As an Hispanic from South Texas who on a regular basis eats cow tripe (stomach) soup (see menudo), which typically contains either a couple of pig or cow feet in addition to stomach, I would not have a problem eating a bowl of salsa which my wife dipped a foot into. As a matter of fact I would almost prefer it.
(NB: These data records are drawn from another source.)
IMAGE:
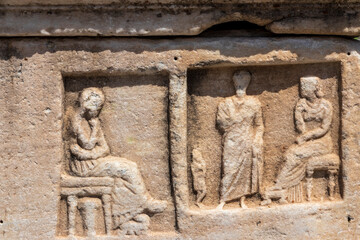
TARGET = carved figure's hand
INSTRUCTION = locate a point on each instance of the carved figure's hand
(257, 151)
(94, 122)
(300, 140)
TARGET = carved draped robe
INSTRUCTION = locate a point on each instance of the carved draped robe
(240, 120)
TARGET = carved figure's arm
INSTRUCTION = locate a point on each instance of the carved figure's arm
(83, 154)
(85, 140)
(223, 118)
(259, 133)
(325, 125)
(299, 120)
Reactions: Informative 1 | Funny 1 | Wow 1


----------



## Frosty (May 4, 2021)

For some reason I read this as the adult version of a book our kids have, _If You Give a Mouse a Cookie._

"If your wife's heel goes in your salsa......."

Reactions: Funny 2


----------



## Ryan&Amber2013 (May 4, 2021)

Santos said:


> As an Hispanic from South Texas who on a regular basis eats cow tripe (stomach) soup (see menudo), which typically contains either a couple of pig or cow feet in addition to stomach, I would not have a problem eating a bowl of salsa which my wife dipped a foot into. As a matter of fact I would almost prefer it.


That is hilarious!


----------



## Edward (May 5, 2021)

Santos said:


> As an Hispanic from South Texas who on a regular basis eats cow tripe


Presbyterians are supposed to eat sheep stomachs and call it haggis.

Reactions: Like 1


----------



## Santos (May 10, 2021)

Edward said:


> Presbyterians are supposed to eat sheep stomachs and call it haggis.


I would try it if someone made some for me. Hispanics eat all kinds of organ meats. Such as beef tongue, intestines, stomach, and even cheek/face barbequed.


----------